La situation crée un paradoxe tragique. Les civils sont bloqués entre deux feux : la menace directe des combats et l’asphyxie lente due au manque de tout. Les humanitaires, de leur côté, sont dans l’incapacité physique d’accéder à la zone, les routes étant soit contrôlées par des groupes armés, soit le théâtre d’accrochages imprévisibles. Ce blocus de fait condamne une population entière. L’établissement d’un couloir humanitaire en RDC pour desservir Bule et ses environs devient la priorité absolue pour briser cet isolement mortifère.
Que faire face à une telle inertie ? La société civile de Bule ne baisse pas les bras. Elle multiplie les plaidoyers, pressant les autorités provinciales et nationales, ainsi que la MONUSCO, d’intervenir pour sécuriser un accès. Elle appelle à une trêve humanitaire immédiate, ne serait-ce que de quelques heures, pour permettre l’évacuation des blessés et la distribution des premiers secours. Le temps est compté. La résilience des populations, déjà mise à rude épreuve par des années de conflits en Ituri, atteint ses limites.

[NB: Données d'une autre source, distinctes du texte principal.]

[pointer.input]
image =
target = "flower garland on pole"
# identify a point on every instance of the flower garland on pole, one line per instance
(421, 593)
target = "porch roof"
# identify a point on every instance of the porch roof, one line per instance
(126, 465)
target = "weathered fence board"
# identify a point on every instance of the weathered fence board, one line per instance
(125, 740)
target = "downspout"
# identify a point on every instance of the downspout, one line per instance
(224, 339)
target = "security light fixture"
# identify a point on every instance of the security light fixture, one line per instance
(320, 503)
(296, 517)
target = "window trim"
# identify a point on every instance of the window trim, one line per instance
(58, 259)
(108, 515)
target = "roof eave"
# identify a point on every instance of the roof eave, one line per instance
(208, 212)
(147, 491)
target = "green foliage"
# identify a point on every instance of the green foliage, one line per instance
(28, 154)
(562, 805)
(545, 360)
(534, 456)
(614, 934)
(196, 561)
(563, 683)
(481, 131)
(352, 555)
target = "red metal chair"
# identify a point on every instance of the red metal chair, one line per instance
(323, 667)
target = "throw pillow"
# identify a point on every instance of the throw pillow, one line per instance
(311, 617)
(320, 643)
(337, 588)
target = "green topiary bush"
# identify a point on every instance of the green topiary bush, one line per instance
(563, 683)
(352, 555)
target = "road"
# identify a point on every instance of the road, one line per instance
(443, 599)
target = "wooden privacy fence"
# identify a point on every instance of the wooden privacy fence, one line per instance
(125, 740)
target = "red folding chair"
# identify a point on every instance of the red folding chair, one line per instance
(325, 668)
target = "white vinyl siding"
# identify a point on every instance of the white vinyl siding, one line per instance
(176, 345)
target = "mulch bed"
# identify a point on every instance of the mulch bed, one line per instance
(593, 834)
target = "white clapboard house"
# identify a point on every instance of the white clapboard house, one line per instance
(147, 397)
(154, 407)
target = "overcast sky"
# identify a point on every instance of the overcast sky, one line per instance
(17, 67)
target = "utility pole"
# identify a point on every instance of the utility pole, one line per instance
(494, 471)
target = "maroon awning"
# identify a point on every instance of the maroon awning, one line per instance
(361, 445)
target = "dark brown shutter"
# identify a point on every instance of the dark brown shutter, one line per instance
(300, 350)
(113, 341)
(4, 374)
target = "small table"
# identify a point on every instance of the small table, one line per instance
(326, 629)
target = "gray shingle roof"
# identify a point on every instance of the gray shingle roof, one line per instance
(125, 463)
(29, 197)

Alors que les regards sont souvent tournés vers d’autres foyers de tension dans l’Est du Congo, le drame qui se joue à Bule rappelle une réalité crue : les conflits armés ont toujours un visage humain. Derrière les termes « affrontements FARDC-CRP » ou « accrochages », se cachent des familles qui fuient, des enfants qui pleurent de faim, des vieillards qui se meurent en silence. L’appel lancé depuis Bule est plus qu’une demande d’aide ; c’est un test pour la conscience collective. La réponse, ou son absence, dira beaucoup de notre capacité à protéger les plus vulnérables au cœur de la tourmente.